Somehow, though, Necole Parker’s small company hasn’t let up on the throttle. Quite the opposite. In terms of job creation, Parker has gone from zero to 60 — 63 employees, to be exact — in seven years flat. And Washington has taken notice.
The U.S. Small Business Administration has named Parker — owner of ELOCEN Group, which provides construction, consulting and design services to public and private-sector customers — the District of Columbia’s Small Business person of the year. Her company was also named one of six finalists for the agency’s national small business of the year award, to be announced at an event at the White House on Friday at the conclusion of National Small Business Week.
Started in 2007 as a one-woman consultancy, Parker’s ELOCEN (her first name spelled backward) Group began to add employees around 2010 and has expanded steadily ever since. The company provides start-to-finish support services for federal departments going through a relocation, from designing and outfitting the interior of their new space to sweeping the floors and turning in the keys to their old offices. Her current clients include the Army, the Food and Drug Administration and the National Science Foundation.
The company recently expanded into the commercial sector, signing Coca Cola as its first private-sector client and taking ELOCEN north of $20 million in revenue last year.
“Our goal is to help our clients get out of their old building and into their new one with minimal disruptions to their operations,” said Parker, a Prince George’s County, Md., native who holds a business degree from Virginia Union University in Richmond.
In large part, Parker says her company’s success over the past five years stems from lessons she learned while working for a quartet of other government contractors earlier in her career, including lessons about both what to do and what not to do.
“I think it’s as much about learning and adopting best practices as it is learning and avoiding the not-so-good practices,” Parker said in an interview, later noting that her team, even as it continues to grow, still carves out time to meet as a large group periodically to discuss what’s working well on one contract that could potentially be duplicated on another. “That didn’t always happen at the companies I worked for in the past, and I have tried to learn from that in building our business.”

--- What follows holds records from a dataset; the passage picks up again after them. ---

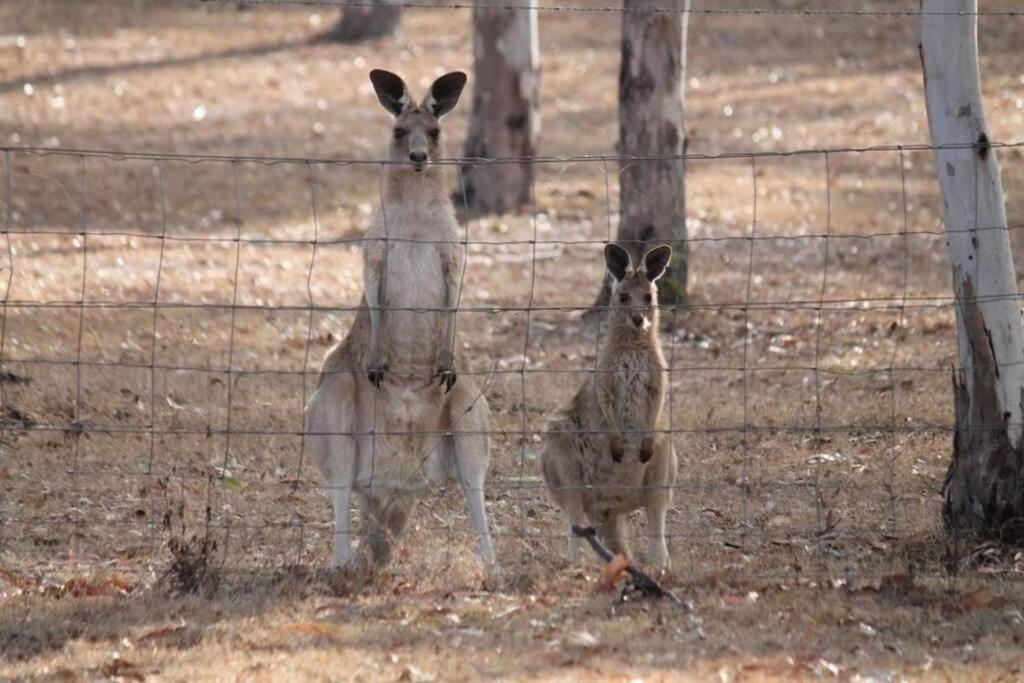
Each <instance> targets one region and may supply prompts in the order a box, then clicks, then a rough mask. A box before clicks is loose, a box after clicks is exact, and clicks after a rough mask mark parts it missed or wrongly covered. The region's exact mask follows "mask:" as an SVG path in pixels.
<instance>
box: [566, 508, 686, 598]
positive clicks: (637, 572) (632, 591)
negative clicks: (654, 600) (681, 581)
mask: <svg viewBox="0 0 1024 683" xmlns="http://www.w3.org/2000/svg"><path fill="white" fill-rule="evenodd" d="M572 533H574V535H575V536H578V537H580V538H581V539H584V540H586V541H587V543H589V544H590V547H591V548H593V549H594V552H595V553H597V556H598V557H600V558H601V559H602V560H604V561H605V562H610V561H611V560H612V559H614V557H615V556H614V554H613V553H612V552H611V551H610V550H608V549H607V548H605V547H604V544H602V543H601V542H600V541H599V540H598V538H597V531H596V530H595V529H594V527H593V526H578V525H573V526H572ZM626 573H628V574H629V579H627V580H626V582H624V583H623V585H622V587H621V588H620V589H618V592H617V593H616V594H615V600H614V602H612V604H611V615H612V616H614V614H615V610H616V609H617V608H618V607H620V606H621V605H623V604H625V603H627V602H629V601H630V599H631V598H632V597H642V598H652V599H657V598H668V599H669V600H671V601H672V603H673V604H675V605H676V606H678V607H680V608H682V609H684V610H686V611H690V610H691V609H692V605H690V603H689V602H683V601H682V600H680V599H679V598H677V597H676V596H675V594H674V593H673V592H672V591H670V590H668V589H666V588H665V587H663V586H662V585H660V584H658V583H657V582H656V581H654V580H653V579H651V578H650V574H648V573H647V572H645V571H643V570H641V569H639V568H637V567H635V566H633V564H632V563H630V564H627V565H626Z"/></svg>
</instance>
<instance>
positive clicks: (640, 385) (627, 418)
mask: <svg viewBox="0 0 1024 683" xmlns="http://www.w3.org/2000/svg"><path fill="white" fill-rule="evenodd" d="M600 368H601V371H602V373H601V376H600V377H598V378H597V382H598V383H599V384H602V385H605V384H607V385H609V386H608V389H609V390H610V395H611V397H612V410H613V411H614V412H615V414H616V415H617V416H618V423H620V426H621V427H622V428H623V430H625V431H634V432H635V431H636V430H641V429H644V428H645V427H646V426H647V421H648V418H649V415H650V412H651V411H657V410H659V409H660V405H659V404H658V405H651V404H650V396H651V395H652V394H653V393H654V392H655V391H656V389H657V386H658V383H659V382H660V380H662V373H663V371H662V368H660V367H658V366H656V365H654V362H652V358H651V354H650V352H649V351H648V350H647V349H644V348H640V347H637V348H630V349H628V350H625V351H622V352H620V353H617V354H615V356H614V357H613V358H612V359H611V361H610V362H604V364H601V366H600Z"/></svg>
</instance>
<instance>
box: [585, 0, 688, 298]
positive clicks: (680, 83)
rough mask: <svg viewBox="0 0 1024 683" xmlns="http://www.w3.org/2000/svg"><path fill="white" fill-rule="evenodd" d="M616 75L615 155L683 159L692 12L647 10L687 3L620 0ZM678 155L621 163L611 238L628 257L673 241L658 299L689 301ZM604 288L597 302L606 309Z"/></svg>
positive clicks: (607, 286) (683, 170)
mask: <svg viewBox="0 0 1024 683" xmlns="http://www.w3.org/2000/svg"><path fill="white" fill-rule="evenodd" d="M623 6H624V9H626V10H628V11H624V12H623V14H622V17H623V28H622V61H621V65H620V72H618V153H620V154H621V155H623V156H624V157H637V158H640V157H652V156H654V157H666V156H670V157H671V156H681V155H682V154H683V151H684V141H685V127H684V121H685V119H684V97H685V87H684V86H685V81H686V29H687V24H688V17H689V14H688V12H686V11H679V12H665V11H660V12H644V11H642V10H643V9H645V8H662V9H664V8H665V7H667V6H672V7H675V8H677V9H680V10H687V9H689V6H690V0H668V5H667V4H666V0H625V2H624V4H623ZM683 166H684V165H683V162H682V160H680V159H656V160H639V159H638V160H637V161H626V162H623V163H622V165H621V168H620V177H618V183H620V184H618V198H620V219H618V236H617V238H616V242H617V243H618V244H621V245H622V246H623V247H624V248H625V249H628V250H629V251H630V253H631V254H632V255H633V258H634V259H636V260H639V258H640V255H641V254H642V253H643V252H644V251H646V250H647V249H650V248H651V247H653V246H655V245H659V244H668V245H671V246H672V249H673V258H672V263H671V264H670V266H669V270H668V271H667V272H666V274H665V275H664V276H663V278H662V279H660V280H659V281H658V301H659V303H662V304H663V305H670V306H671V305H674V304H678V303H682V302H684V301H685V300H686V287H687V251H688V245H687V242H686V188H685V176H684V168H683ZM608 293H609V292H608V286H607V283H605V285H604V286H603V288H602V290H601V293H600V294H599V295H598V300H597V302H596V303H595V306H597V307H602V306H606V305H607V302H608Z"/></svg>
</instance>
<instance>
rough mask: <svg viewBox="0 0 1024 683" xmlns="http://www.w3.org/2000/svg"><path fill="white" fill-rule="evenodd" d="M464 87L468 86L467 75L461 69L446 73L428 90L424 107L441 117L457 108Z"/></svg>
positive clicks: (424, 100) (435, 81) (423, 99)
mask: <svg viewBox="0 0 1024 683" xmlns="http://www.w3.org/2000/svg"><path fill="white" fill-rule="evenodd" d="M464 87H466V75H465V74H463V73H462V72H461V71H454V72H452V73H451V74H444V75H443V76H441V77H440V78H439V79H437V80H436V81H434V83H433V85H431V86H430V89H429V90H427V96H426V97H424V98H423V109H425V110H428V111H429V112H430V113H431V114H433V115H434V116H435V117H436V118H438V119H440V118H441V117H442V116H444V115H445V114H447V113H449V112H451V111H452V110H454V109H455V105H456V104H457V103H458V102H459V95H461V94H462V89H463V88H464Z"/></svg>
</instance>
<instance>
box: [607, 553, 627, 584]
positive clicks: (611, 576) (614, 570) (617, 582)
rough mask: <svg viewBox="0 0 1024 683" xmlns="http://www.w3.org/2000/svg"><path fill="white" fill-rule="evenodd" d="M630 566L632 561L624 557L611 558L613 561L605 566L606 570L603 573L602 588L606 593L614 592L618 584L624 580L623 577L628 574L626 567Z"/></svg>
mask: <svg viewBox="0 0 1024 683" xmlns="http://www.w3.org/2000/svg"><path fill="white" fill-rule="evenodd" d="M629 565H630V561H629V560H628V559H626V558H625V557H623V556H622V555H615V556H614V557H612V558H611V561H610V562H608V563H607V564H605V565H604V569H603V570H602V571H601V581H600V586H601V588H603V589H604V590H606V591H611V590H614V588H615V586H617V585H618V582H621V581H622V580H623V575H624V574H625V573H626V567H628V566H629Z"/></svg>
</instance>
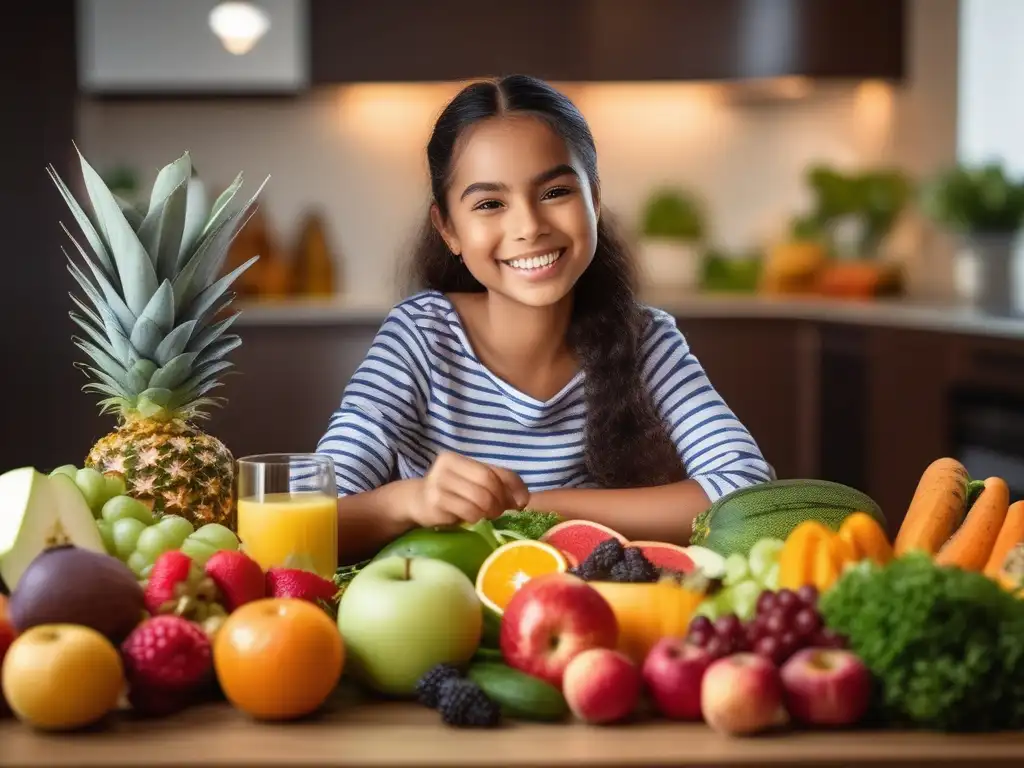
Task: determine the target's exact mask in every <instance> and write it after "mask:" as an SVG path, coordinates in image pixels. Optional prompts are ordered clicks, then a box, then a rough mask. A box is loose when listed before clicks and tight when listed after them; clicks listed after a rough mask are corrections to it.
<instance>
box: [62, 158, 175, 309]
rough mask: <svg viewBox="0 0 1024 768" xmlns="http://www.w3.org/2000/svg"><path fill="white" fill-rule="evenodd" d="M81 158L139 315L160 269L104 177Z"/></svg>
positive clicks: (112, 248)
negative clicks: (107, 186) (109, 187)
mask: <svg viewBox="0 0 1024 768" xmlns="http://www.w3.org/2000/svg"><path fill="white" fill-rule="evenodd" d="M77 150H78V147H77V146H76V151H77ZM78 157H79V161H80V163H81V166H82V173H83V175H84V177H85V186H86V189H87V191H88V194H89V199H90V200H91V201H92V205H93V208H94V209H95V211H96V219H97V220H98V222H99V230H100V233H101V234H102V236H103V238H104V239H105V241H106V246H108V248H109V249H110V251H111V255H112V256H113V257H114V262H115V264H117V268H118V275H119V276H120V279H121V288H122V293H123V295H124V299H125V303H126V304H127V305H128V308H129V309H131V310H132V312H134V313H135V314H138V313H139V312H141V311H142V309H143V307H145V304H146V302H147V301H148V300H150V297H151V296H153V294H154V292H155V291H156V290H157V270H156V268H154V266H153V262H152V261H150V256H148V254H147V253H146V252H145V249H144V248H143V247H142V243H141V242H140V241H139V239H138V236H137V234H136V233H135V230H134V229H132V227H131V224H129V223H128V219H126V218H125V215H124V214H123V213H122V212H121V206H119V205H118V203H117V201H116V200H115V199H114V195H112V194H111V190H110V189H109V188H108V187H106V184H105V183H103V179H102V178H101V177H100V176H99V174H98V173H96V171H95V169H94V168H93V167H92V166H91V165H89V163H88V161H87V160H86V159H85V157H84V156H83V155H82V153H81V152H78Z"/></svg>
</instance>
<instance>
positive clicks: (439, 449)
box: [316, 291, 774, 501]
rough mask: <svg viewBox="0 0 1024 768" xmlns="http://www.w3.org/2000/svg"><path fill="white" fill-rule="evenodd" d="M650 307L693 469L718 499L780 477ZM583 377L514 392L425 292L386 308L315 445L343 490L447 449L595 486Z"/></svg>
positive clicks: (658, 395)
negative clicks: (587, 439)
mask: <svg viewBox="0 0 1024 768" xmlns="http://www.w3.org/2000/svg"><path fill="white" fill-rule="evenodd" d="M649 311H650V312H651V314H652V316H653V323H651V324H650V325H649V327H648V330H647V332H646V335H645V337H644V338H643V341H642V350H641V354H642V358H643V373H644V379H645V381H646V385H647V386H648V387H649V389H650V392H651V394H652V397H653V401H654V403H655V406H656V409H657V412H658V413H659V415H660V416H662V419H663V420H664V422H665V424H666V425H667V428H668V430H669V433H670V435H671V437H672V440H673V442H674V443H675V444H676V447H677V450H678V451H679V455H680V457H681V458H682V461H683V464H684V466H685V469H686V472H687V475H688V476H689V477H690V478H691V479H693V480H695V481H697V482H698V483H699V484H700V486H701V487H702V488H703V489H705V492H706V493H707V494H708V496H709V497H710V498H711V499H712V501H714V500H715V499H717V498H719V497H720V496H722V495H724V494H726V493H728V492H730V490H733V489H735V488H738V487H742V486H744V485H751V484H754V483H758V482H762V481H765V480H768V479H770V478H773V477H774V472H773V470H772V468H771V467H770V466H769V465H768V463H767V462H766V461H765V459H764V457H763V456H762V455H761V452H760V451H759V449H758V445H757V443H756V442H755V440H754V439H753V438H752V437H751V434H750V433H749V432H748V430H746V429H745V428H744V427H743V425H742V424H740V423H739V421H738V420H737V419H736V417H735V416H734V415H733V413H732V411H730V410H729V408H728V406H726V403H725V402H724V401H723V400H722V398H721V397H720V396H719V394H718V393H717V392H716V391H715V389H714V387H713V386H712V384H711V383H710V382H709V380H708V377H707V376H706V375H705V372H703V370H702V369H701V367H700V364H699V362H698V361H697V359H696V357H694V356H693V354H692V353H691V352H690V351H689V347H688V345H687V343H686V340H685V339H684V337H683V335H682V334H681V333H680V331H679V330H678V328H677V327H676V322H675V318H674V317H673V316H672V315H670V314H668V313H666V312H664V311H662V310H659V309H654V308H650V309H649ZM583 384H584V373H583V372H580V373H578V374H577V375H575V376H574V377H573V378H572V380H571V381H569V382H568V383H567V384H566V385H565V386H564V387H563V388H562V390H561V391H560V392H558V393H557V394H555V395H554V396H553V397H551V398H550V399H547V400H539V399H537V398H535V397H531V396H529V395H527V394H525V393H523V392H521V391H519V390H518V389H516V388H515V387H513V386H511V385H510V384H508V383H507V382H505V381H504V380H502V379H500V378H499V377H498V376H496V375H495V374H494V373H493V372H490V371H489V370H488V369H487V368H486V367H485V366H484V365H483V364H482V362H481V361H480V360H479V359H478V358H477V356H476V354H475V353H474V352H473V349H472V347H471V345H470V343H469V339H468V337H467V335H466V332H465V329H464V327H463V325H462V322H461V318H460V317H459V314H458V312H457V311H456V308H455V306H454V305H453V304H452V302H451V301H450V299H449V298H447V297H446V296H444V295H443V294H442V293H439V292H436V291H424V292H422V293H419V294H417V295H415V296H412V297H411V298H408V299H404V300H402V301H401V302H399V303H398V304H396V305H395V306H394V307H393V308H392V309H391V311H390V312H389V313H388V314H387V317H386V318H385V321H384V323H383V325H382V326H381V328H380V330H379V332H378V333H377V335H376V338H375V339H374V341H373V344H372V345H371V347H370V350H369V351H368V353H367V356H366V358H365V359H364V360H362V362H361V364H360V365H359V367H358V369H357V370H356V371H355V373H354V374H353V375H352V378H351V379H350V381H349V382H348V384H347V386H346V387H345V391H344V393H343V396H342V399H341V404H340V407H339V408H338V410H337V411H335V413H334V415H333V416H332V418H331V420H330V423H329V425H328V429H327V432H326V434H325V435H324V436H323V437H322V438H321V440H319V442H318V444H317V447H316V452H317V453H318V454H325V455H328V456H330V457H332V458H333V460H334V464H335V474H336V479H337V483H338V494H339V495H340V496H348V495H352V494H358V493H361V492H367V490H372V489H373V488H376V487H379V486H380V485H383V484H384V483H386V482H388V481H389V480H391V479H407V478H413V477H422V476H423V475H425V474H426V472H427V470H428V469H429V468H430V466H431V464H432V463H433V460H434V458H435V457H436V456H437V454H438V453H441V452H444V451H447V452H454V453H459V454H462V455H463V456H466V457H469V458H471V459H475V460H477V461H480V462H484V463H486V464H490V465H494V466H500V467H505V468H506V469H509V470H512V471H514V472H516V473H517V474H518V475H519V476H520V477H521V478H522V479H523V482H524V483H525V484H526V486H527V487H528V488H529V489H530V490H531V492H535V493H536V492H540V490H545V489H552V488H564V487H594V486H595V484H594V483H593V481H592V480H591V478H590V477H589V475H588V471H587V466H586V462H585V459H584V426H585V421H586V416H587V410H586V402H585V400H584V386H583Z"/></svg>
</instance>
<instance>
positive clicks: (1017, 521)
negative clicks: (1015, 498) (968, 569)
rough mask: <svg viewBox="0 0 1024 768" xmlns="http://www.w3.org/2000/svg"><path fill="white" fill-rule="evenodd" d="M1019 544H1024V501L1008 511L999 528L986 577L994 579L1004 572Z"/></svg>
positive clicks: (990, 578)
mask: <svg viewBox="0 0 1024 768" xmlns="http://www.w3.org/2000/svg"><path fill="white" fill-rule="evenodd" d="M1018 544H1024V501H1019V502H1014V503H1013V504H1011V505H1010V509H1008V510H1007V518H1006V519H1005V520H1004V521H1002V526H1001V527H1000V528H999V536H998V538H996V540H995V545H994V546H993V547H992V552H991V554H990V555H989V556H988V562H987V563H985V575H987V577H988V578H989V579H994V578H995V577H997V575H998V574H999V573H1001V572H1002V568H1004V567H1005V566H1006V564H1007V555H1009V554H1010V550H1012V549H1013V548H1014V547H1016V546H1017V545H1018Z"/></svg>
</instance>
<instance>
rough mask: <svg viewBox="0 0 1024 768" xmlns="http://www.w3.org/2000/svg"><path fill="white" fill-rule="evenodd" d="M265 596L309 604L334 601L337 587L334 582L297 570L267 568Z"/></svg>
mask: <svg viewBox="0 0 1024 768" xmlns="http://www.w3.org/2000/svg"><path fill="white" fill-rule="evenodd" d="M266 594H267V595H269V596H270V597H294V598H297V599H299V600H308V601H309V602H311V603H315V602H317V601H321V600H323V601H324V602H326V603H328V604H330V603H333V602H334V601H335V597H336V596H337V594H338V587H337V586H336V585H335V583H334V582H332V581H330V580H328V579H324V578H323V577H321V575H317V574H316V573H312V572H310V571H308V570H300V569H299V568H269V569H268V570H267V571H266Z"/></svg>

In addition, Parker believes that her hiring strategy has helped sustain the company’s growth. Rather than seek prospects who can fill a certain contract ELOCEN is competing for, she tries to identify bright and versatile candidates who could shift from contract to contract or even double up on more than one project. That allows her to invest more time and resources into helping those workers grow professionally without worrying that they may up and leave once their current project ends.
“I want our people to grow just as our company grows,” Parker said.
Looking ahead, Parker says her priority is expanding the company’s private-sector work while also strengthening the relationships she has built within the federal government. Down the road, she says she may entertain the idea of expanding her business globally.
“One thing at a time,” she said. “It’s important that we continue to grow organically and that we don’t bite off more than we can chew.”